Forest plot displaying a multiple variable Cox proportional hazards model of baseline covariates for cardiovascular disease (CVD) events. CVD events were a composite of stroke, myocardial infarction, hospitalization for congestive heart failure, and death caused by CVD. Prior CVD was defined as CVD events that occurred before entry into the Cardiovascular Outcomes in Renal Artery Stenosis (CORAL) Trial. All models were treatment adjusted. A stepwise model selection method was used with a significance level P<0.10 for covariates to enter and stay in the model (n=817). Age, sex, and treatment were forced into the multiple variable model. Age is displayed per 10 years. Total cholesterol is displayed per 10-mg/dl units. Log of urine albumin-to-creatinine ratio is displayed per SD. Estimates are per mean follow-up of 3.12 years. Two stepwise regressions, one with bilateral atherosclerotic renal artery stenosis (ARAS) and one without ARAS, were conducted. Because bilateral ARAS had missing records, inclusion of this variable in the multivariate model substantially lowered the sample size (n=664). Therefore, the model without ARAS is presented. The same set of predictors was obtained regardless of whether bilateral ARAS was included in the model by sensitivity analysis. 95% CI, 95% confidence interval.
Discussion
In the CORAL Trial participants with ARAS, mean eGFR was slightly low at baseline and remained so after 3 years of follow-up. Stent treatment, when added to optimal medical therapy, neither mitigated nor worsened eGFR. Although more than one half of the participants had at least CKD stage 3 at study enrollment, eGFR over time was not predicted by baseline eGFR. Instead, eGFR predictors included other CKD risk factors, such as age, diabetes, sex, systolic BP, and albuminuria. Notably, more severe ARAS did not predict eGFR. Stent treatment did not modify eGFR or risks of clinical events associated with CKD.

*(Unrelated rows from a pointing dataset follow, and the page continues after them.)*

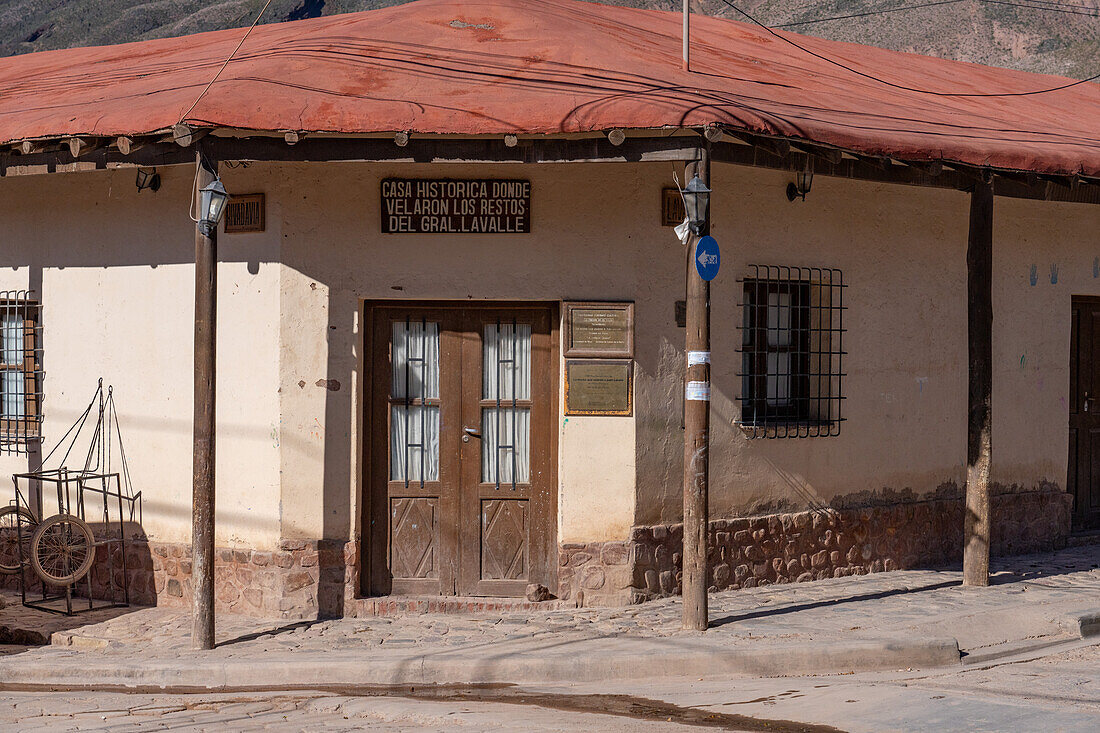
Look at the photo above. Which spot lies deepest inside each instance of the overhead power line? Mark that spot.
(1047, 7)
(901, 86)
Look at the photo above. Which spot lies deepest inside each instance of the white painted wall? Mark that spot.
(116, 270)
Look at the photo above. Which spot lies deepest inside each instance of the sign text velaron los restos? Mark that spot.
(465, 207)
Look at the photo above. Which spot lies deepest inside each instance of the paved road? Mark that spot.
(1059, 691)
(1029, 595)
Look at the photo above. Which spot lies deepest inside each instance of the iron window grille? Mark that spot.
(20, 371)
(792, 345)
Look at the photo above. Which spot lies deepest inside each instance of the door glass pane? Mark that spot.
(11, 339)
(779, 378)
(506, 449)
(779, 319)
(506, 379)
(414, 442)
(414, 428)
(416, 360)
(13, 402)
(507, 365)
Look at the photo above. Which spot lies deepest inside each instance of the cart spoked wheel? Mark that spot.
(10, 532)
(63, 549)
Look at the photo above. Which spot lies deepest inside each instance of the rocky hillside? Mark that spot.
(1055, 36)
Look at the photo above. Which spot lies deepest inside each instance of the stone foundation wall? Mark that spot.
(301, 579)
(799, 547)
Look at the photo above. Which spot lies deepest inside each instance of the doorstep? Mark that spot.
(1084, 537)
(395, 605)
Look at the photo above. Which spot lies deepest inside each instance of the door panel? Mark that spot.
(507, 488)
(463, 405)
(1084, 470)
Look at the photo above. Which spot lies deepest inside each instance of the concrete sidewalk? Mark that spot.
(880, 622)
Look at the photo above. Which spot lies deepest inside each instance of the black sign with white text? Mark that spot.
(460, 207)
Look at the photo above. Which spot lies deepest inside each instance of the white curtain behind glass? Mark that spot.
(414, 429)
(779, 335)
(506, 430)
(13, 402)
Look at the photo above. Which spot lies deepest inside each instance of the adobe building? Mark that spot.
(450, 353)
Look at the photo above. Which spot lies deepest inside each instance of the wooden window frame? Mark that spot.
(756, 352)
(30, 425)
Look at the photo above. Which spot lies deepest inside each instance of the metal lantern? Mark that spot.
(212, 200)
(696, 199)
(801, 187)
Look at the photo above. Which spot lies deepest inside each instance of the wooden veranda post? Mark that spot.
(979, 260)
(202, 493)
(686, 40)
(696, 422)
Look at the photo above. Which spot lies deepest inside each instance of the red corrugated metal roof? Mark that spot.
(550, 66)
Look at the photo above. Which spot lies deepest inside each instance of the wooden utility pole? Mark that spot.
(979, 261)
(202, 496)
(696, 422)
(686, 36)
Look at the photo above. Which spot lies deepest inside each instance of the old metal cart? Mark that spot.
(62, 549)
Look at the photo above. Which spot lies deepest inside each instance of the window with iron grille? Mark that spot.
(20, 371)
(791, 352)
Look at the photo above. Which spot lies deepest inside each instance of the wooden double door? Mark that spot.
(1085, 413)
(462, 425)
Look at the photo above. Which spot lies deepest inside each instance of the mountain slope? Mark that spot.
(1053, 36)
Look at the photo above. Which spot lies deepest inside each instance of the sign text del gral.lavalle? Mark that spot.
(448, 206)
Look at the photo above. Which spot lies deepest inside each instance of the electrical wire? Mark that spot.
(869, 12)
(1051, 7)
(901, 86)
(229, 58)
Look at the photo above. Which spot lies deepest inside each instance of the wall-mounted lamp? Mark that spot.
(147, 179)
(801, 186)
(696, 199)
(212, 200)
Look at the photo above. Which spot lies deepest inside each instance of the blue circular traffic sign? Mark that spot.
(707, 258)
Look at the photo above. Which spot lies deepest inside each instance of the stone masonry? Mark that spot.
(309, 579)
(813, 545)
(300, 579)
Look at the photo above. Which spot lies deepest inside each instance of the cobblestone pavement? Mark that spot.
(1027, 597)
(293, 711)
(1059, 691)
(1056, 692)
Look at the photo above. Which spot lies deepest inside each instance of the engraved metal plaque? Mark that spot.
(600, 329)
(598, 386)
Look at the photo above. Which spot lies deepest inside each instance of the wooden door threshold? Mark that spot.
(1082, 537)
(396, 605)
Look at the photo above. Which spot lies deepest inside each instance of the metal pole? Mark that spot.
(686, 36)
(979, 261)
(696, 423)
(202, 495)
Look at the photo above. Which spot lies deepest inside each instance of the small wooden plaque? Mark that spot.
(600, 329)
(672, 207)
(598, 386)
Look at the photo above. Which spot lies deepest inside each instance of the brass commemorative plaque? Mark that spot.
(600, 329)
(598, 386)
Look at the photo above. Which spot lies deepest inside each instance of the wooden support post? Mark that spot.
(202, 494)
(979, 261)
(696, 423)
(686, 35)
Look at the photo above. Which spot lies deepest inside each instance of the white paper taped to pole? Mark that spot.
(699, 358)
(697, 392)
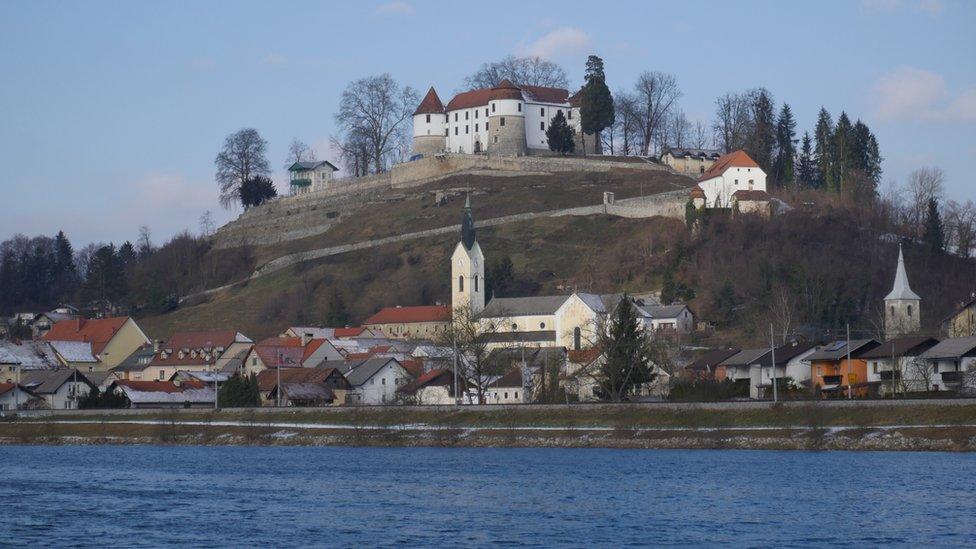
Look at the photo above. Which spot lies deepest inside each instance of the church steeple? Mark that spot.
(903, 314)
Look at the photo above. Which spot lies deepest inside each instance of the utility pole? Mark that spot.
(772, 351)
(850, 368)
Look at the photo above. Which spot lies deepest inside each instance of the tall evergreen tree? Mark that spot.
(823, 136)
(806, 166)
(843, 137)
(785, 147)
(762, 138)
(596, 102)
(934, 235)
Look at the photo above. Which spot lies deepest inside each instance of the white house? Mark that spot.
(732, 172)
(507, 119)
(373, 380)
(307, 177)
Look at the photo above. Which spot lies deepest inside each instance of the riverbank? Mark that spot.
(948, 425)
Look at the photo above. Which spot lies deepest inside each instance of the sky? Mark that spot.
(111, 113)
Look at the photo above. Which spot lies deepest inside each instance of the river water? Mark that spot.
(125, 496)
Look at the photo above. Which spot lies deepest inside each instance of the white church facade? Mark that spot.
(507, 119)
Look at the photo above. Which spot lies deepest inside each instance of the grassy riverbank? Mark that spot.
(949, 426)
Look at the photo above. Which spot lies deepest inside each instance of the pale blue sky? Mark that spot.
(111, 112)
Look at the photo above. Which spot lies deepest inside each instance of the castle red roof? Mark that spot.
(98, 332)
(431, 104)
(737, 159)
(407, 315)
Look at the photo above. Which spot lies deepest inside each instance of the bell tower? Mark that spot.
(903, 313)
(468, 267)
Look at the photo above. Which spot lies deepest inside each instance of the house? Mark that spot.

The clinical effects of renal artery revascularization by stenting have been controversial, despite recent clinical trials (5,6,10). The CORAL Trial participants with ARAS had traditional risk profiles for CKD. Importantly, RAS inhibition and target-driven control of multiple risk factors were feasible, were safe, and produced outcomes for eGFR and clinical events associated with CKD that were not bested by addition of stenting. An earlier collection of reports suggested that renal artery stenting may benefit hypertension, kidney function, and various other clinical outcomes (16–25). Most of these data were derived from observational cohorts (often retrospective), single-center experiences, and uncontrolled or underpowered clinical trials. Frequent crossovers to stenting also limited interpretation of the results. These studies did not assure optimal risk factor management by contemporary standards, and none mandated, although many avoided, RAS inhibitor use. The primary outcomes were typically surrogates, most commonly measures of BP. Indeed, the CORAL Trial showed a small reduction in systolic BP by stenting, but it did not translate into higher eGFR or lower risk of either CKD or CVD events (10).

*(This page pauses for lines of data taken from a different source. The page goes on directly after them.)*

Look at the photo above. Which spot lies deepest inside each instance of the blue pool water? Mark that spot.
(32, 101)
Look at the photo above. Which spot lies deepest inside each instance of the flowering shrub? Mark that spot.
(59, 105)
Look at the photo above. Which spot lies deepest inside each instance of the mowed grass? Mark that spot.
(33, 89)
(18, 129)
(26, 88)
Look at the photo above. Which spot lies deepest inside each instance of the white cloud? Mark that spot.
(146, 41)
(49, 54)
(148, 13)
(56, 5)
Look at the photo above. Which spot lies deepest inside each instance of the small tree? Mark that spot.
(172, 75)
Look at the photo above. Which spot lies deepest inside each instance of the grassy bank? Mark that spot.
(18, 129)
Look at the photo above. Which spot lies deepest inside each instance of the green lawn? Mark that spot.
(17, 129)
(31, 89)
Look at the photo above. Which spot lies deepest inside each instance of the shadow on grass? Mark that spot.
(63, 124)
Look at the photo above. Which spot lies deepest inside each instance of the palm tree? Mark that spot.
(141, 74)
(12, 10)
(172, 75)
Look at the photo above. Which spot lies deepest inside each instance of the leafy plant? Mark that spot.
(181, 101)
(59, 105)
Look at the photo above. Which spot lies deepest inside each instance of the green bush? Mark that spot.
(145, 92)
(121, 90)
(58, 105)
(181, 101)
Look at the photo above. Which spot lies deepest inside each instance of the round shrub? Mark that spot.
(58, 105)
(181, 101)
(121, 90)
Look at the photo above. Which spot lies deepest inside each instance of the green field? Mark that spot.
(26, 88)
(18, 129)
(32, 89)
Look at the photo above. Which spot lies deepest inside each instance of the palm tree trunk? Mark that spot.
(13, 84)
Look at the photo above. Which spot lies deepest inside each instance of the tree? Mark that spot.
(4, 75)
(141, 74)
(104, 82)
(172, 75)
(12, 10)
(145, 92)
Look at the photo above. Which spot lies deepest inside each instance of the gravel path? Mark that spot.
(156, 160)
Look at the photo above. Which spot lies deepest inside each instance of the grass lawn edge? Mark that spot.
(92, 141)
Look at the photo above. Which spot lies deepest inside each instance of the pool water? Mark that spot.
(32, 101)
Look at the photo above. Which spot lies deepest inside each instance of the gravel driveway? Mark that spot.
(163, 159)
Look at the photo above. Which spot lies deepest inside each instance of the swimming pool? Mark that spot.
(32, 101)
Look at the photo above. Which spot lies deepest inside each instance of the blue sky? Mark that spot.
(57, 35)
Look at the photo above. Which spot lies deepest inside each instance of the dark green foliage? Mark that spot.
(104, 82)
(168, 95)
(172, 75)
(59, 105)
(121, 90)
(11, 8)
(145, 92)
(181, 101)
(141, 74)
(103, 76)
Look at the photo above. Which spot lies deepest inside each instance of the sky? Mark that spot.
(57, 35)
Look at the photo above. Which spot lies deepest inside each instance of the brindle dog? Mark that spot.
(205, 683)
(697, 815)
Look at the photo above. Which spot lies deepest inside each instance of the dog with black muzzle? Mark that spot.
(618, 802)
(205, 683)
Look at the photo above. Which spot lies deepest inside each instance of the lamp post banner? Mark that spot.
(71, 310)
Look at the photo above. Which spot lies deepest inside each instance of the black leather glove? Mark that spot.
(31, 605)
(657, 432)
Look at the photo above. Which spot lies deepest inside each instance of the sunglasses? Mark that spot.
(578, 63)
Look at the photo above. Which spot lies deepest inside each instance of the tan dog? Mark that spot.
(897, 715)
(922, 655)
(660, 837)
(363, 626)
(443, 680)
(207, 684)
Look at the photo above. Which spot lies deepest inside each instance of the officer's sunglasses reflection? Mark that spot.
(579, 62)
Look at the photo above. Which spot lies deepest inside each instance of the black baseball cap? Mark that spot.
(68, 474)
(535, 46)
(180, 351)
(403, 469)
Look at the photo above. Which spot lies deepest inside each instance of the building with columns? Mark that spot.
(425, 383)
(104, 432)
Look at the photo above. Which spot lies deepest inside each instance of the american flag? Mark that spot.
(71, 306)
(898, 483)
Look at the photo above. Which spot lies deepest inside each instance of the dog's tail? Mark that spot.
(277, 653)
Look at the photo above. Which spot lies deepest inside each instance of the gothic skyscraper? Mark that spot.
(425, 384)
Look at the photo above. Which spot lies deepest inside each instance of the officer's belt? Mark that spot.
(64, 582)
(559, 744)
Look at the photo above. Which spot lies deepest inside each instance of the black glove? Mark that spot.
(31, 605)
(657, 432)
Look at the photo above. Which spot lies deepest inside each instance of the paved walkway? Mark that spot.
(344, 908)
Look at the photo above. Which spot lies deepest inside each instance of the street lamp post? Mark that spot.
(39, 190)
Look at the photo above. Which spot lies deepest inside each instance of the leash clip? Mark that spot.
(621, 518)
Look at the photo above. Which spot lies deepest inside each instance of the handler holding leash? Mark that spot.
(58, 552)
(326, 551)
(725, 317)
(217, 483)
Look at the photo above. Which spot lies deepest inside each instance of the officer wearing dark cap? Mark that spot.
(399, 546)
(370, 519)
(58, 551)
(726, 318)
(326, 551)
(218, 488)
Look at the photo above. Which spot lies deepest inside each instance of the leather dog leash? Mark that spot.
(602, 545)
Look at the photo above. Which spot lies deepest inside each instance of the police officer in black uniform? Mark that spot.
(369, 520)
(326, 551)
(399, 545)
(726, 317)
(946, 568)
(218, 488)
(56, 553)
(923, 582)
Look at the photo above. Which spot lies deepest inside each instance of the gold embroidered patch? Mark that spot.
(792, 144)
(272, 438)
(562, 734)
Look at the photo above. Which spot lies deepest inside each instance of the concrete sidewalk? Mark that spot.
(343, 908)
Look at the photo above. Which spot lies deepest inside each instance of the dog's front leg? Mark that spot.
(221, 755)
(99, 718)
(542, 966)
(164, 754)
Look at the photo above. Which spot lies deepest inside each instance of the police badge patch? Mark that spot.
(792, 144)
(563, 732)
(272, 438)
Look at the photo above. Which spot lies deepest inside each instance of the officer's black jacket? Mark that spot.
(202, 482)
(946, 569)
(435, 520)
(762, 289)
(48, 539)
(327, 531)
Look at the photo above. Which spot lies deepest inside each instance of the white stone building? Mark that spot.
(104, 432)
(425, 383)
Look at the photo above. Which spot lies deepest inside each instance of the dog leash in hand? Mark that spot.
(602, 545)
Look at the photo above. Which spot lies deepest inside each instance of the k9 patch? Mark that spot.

Effects of revascularization by stenting on longitudinal eGFR have not been previously reported. The CORAL Trial group receiving only medical therapy had transiently lower serum creatinine–based eGFR than the stented group at 3 and 6 months. Calculations of eGFR with cystatin C were only available from baseline and annual assessments. Nevertheless, from 1 year onward and in the overall analysis, no between-group difference in eGFR was detected by any estimating method with serum creatinine and/or cystatin C. This response is reminiscent of early GFR decline followed by stabilization after reducing BP by RAS inhibition in patients with CKD (26,27). With BP management including RAS inhibition in the CORAL Trial, a similar phenomenon likely occurred. The CORAL Trial risk prediction models for eGFR, CKD events, and CVD events uniquely controlled for severity of kidney disease at baseline (eGFR and albuminuria). Predictors of eGFR in the CORAL Trial were traditional CKD risk factors. In particular, the inverse relationship between systolic BP and eGFR reflects an association of lower BP with higher eGFR over time. Baseline levels of HDL and total cholesterol also favorably associated with eGFR and CKD events. Dyslipidemia exacerbates kidney injury early in the course of experimental ARAS (28). These data suggest that a more favorable lipid profile may benefit kidney function in patients with ARAS.

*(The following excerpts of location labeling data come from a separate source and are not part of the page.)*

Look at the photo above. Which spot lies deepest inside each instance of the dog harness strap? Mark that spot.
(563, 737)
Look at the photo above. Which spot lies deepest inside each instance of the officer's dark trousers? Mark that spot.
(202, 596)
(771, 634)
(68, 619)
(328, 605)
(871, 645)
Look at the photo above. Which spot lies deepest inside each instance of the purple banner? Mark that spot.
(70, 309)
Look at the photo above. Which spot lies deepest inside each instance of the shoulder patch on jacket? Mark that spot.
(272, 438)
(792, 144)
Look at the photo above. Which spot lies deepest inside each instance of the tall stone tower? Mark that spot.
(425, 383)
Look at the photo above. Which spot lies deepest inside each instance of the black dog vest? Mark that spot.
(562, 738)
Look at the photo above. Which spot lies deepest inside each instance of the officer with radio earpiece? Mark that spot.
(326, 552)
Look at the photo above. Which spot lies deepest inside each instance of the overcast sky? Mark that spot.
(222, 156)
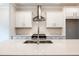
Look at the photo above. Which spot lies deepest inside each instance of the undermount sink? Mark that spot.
(35, 41)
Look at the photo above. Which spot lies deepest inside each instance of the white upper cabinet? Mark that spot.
(54, 19)
(24, 19)
(71, 12)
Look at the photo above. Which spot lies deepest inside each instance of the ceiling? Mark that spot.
(47, 4)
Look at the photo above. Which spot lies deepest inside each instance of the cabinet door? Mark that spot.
(28, 18)
(55, 19)
(19, 19)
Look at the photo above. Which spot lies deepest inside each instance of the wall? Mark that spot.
(12, 19)
(4, 22)
(43, 28)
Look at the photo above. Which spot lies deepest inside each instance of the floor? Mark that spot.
(59, 47)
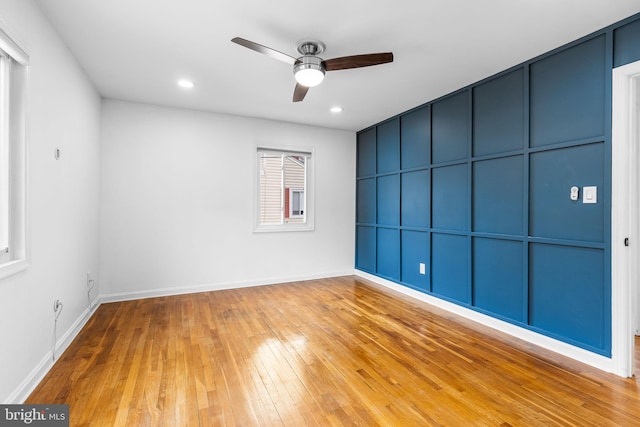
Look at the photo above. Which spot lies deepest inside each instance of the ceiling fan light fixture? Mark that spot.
(309, 71)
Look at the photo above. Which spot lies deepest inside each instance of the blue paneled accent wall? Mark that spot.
(475, 187)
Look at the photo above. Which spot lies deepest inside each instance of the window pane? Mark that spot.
(282, 182)
(295, 180)
(270, 189)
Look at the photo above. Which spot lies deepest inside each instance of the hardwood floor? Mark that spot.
(332, 352)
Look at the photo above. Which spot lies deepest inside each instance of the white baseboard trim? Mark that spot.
(42, 368)
(562, 348)
(154, 293)
(46, 363)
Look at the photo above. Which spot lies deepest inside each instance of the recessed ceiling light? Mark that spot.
(187, 84)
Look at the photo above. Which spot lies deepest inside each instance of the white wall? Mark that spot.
(178, 203)
(63, 111)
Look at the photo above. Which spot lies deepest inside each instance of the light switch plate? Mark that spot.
(589, 194)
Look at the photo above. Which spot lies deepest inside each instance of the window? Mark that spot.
(283, 201)
(13, 74)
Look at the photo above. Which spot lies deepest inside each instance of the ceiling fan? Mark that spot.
(309, 69)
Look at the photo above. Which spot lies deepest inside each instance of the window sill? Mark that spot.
(12, 267)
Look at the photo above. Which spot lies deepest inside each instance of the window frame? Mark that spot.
(14, 68)
(308, 190)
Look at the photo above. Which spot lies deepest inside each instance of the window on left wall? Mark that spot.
(13, 80)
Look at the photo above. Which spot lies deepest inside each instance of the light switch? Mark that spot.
(589, 194)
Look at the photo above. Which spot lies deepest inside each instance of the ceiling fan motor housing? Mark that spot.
(309, 70)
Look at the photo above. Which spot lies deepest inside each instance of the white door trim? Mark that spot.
(624, 216)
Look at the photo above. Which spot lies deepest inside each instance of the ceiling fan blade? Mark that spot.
(264, 50)
(299, 92)
(357, 61)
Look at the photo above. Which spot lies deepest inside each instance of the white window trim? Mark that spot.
(18, 254)
(309, 224)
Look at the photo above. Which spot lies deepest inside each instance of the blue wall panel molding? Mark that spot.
(389, 146)
(450, 197)
(498, 278)
(416, 138)
(415, 250)
(475, 185)
(388, 253)
(626, 47)
(567, 94)
(567, 293)
(497, 195)
(553, 172)
(450, 128)
(367, 153)
(366, 249)
(498, 115)
(415, 199)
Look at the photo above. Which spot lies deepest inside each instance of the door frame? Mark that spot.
(625, 162)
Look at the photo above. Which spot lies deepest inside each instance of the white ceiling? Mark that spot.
(137, 49)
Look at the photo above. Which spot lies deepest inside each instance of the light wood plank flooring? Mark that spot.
(328, 352)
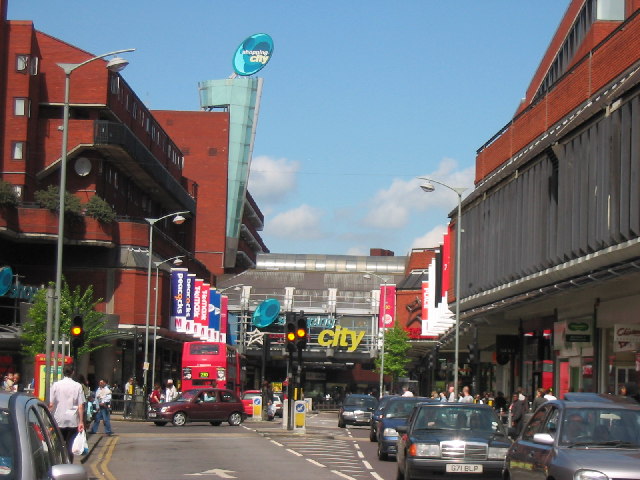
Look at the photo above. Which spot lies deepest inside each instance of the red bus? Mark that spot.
(210, 364)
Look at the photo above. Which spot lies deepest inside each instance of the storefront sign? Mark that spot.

Observational and uncontrolled studies suggest that high-risk patients, such as those with more severe ARAS or global ischemia, low eGFR or rapid eGFR decline, uncontrolled hypertension, congestive heart failure, or flash pulmonary edema, may benefit from stenting (29–31). However, assessments of such cohorts have inherent bias for treatment selection. Much of these data were collected during an earlier era, when optimal medical management was not well defined and event rates for CKD, CVD, and death were considerably higher (30). For example, in the CORAL Trial, bilateral ARAS predicted CVD outcomes, but stenting did not reduce risk of these events. Bilateral ARAS is an indicator of more severe vascular disease and thereby, may associate with higher CVD risk. From this randomized clinical trial testing optimal medical therapy alone versus with stenting, these analyses do not reveal variation in response to treatment by high-risk features. Therefore, the CORAL Trial data support the effectiveness of risk factor treatment and BP control with RAS inhibition as standard of care in patients with ARAS (32).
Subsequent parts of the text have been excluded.